Member states’ increasing micro-management of budgets has also weakened the Secretary General’s authority. Both Annan and his predecessor, Boutros Boutros-Ghali, embarked on ambitious administrative reforms, but were unable to address the far greater levels of procedural and regulatory inertia in areas under the authority of the member states.
No Secretary General has enjoyed real independence from governments: the UN operates without embassies or intelligence services, and member states resist any attempt to acquire such capabilities. A Secretary General’s reach thus cannot exceed his grasp, and his grasp cannot extend across the member states’ frontiers – or their pocketbooks.
Indeed, today the Secretary General commands great diplomatic legitimacy, and even greater media visibility, but less political power than the language of the UN Charter suggests. To be effective, he must be skilled at managing staff and budgets, gifted at public diplomacy (and its behind-the-scenes variant), and able to engage the loyalties of a wide array of external actors, including non-governmental organizations, business groups, and journalists.

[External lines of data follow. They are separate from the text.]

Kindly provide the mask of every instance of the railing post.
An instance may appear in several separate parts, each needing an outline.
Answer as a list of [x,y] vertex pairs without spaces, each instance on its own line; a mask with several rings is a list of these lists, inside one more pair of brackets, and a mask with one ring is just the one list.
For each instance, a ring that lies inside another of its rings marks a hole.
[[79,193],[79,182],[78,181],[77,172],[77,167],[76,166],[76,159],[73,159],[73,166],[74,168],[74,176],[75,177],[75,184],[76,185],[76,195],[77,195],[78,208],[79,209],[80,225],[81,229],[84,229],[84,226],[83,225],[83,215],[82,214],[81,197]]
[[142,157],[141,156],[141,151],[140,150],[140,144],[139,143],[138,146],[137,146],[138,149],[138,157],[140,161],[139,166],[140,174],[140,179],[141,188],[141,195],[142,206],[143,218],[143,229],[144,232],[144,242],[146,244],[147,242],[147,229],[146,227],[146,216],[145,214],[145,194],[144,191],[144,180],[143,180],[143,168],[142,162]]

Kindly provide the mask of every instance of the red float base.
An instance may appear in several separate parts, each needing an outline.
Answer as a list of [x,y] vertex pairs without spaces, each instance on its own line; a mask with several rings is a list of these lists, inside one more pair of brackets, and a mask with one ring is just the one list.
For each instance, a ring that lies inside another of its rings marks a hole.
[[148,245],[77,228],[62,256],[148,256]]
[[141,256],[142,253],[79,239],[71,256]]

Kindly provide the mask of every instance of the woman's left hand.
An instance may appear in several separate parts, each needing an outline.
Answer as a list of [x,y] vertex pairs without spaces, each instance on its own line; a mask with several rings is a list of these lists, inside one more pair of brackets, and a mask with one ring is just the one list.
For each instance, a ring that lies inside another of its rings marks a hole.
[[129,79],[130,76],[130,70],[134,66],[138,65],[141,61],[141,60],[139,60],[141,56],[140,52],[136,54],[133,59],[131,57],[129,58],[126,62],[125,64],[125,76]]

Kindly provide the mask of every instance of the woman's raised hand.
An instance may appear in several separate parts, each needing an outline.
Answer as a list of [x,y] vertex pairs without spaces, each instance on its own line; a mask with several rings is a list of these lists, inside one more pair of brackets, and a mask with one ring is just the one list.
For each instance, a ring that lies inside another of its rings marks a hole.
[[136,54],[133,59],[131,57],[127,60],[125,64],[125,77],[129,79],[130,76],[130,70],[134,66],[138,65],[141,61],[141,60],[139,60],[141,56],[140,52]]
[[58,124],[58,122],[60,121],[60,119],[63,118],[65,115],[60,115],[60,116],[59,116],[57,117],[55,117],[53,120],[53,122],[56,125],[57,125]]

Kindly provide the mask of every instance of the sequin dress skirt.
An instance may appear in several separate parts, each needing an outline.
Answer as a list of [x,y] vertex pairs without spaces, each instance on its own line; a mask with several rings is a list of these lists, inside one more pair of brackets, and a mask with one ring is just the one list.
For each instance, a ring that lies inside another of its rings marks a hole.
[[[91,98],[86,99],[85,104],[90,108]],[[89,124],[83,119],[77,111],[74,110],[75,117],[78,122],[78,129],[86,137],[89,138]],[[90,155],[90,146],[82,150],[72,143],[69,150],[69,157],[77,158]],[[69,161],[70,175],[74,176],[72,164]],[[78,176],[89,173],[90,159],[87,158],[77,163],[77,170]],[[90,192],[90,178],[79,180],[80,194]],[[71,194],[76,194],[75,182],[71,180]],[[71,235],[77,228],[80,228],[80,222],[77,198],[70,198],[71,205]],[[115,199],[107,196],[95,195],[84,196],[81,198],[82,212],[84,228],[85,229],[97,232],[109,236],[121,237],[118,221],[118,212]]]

He also must convince the nations of the poor and conflict-ridden South that their interests are uppermost in his mind while ensuring that he can work effectively with the wealthy and powerful North. He must recognize the power and the prerogatives of the Security Council, especially its five permanent members, while staying attentive to the priorities and passions of the General Assembly. And he must present member states with politically achievable proposals and implement his mandates within the means they provide him.
Above all, the Secretary General needs a vision of the higher purpose of his office and an awareness of its potential and limitations. In other words, to be successful, he must conceive and project a vision of the UN as it should be, while administering and defending the organization as it is. Truly an impossible job.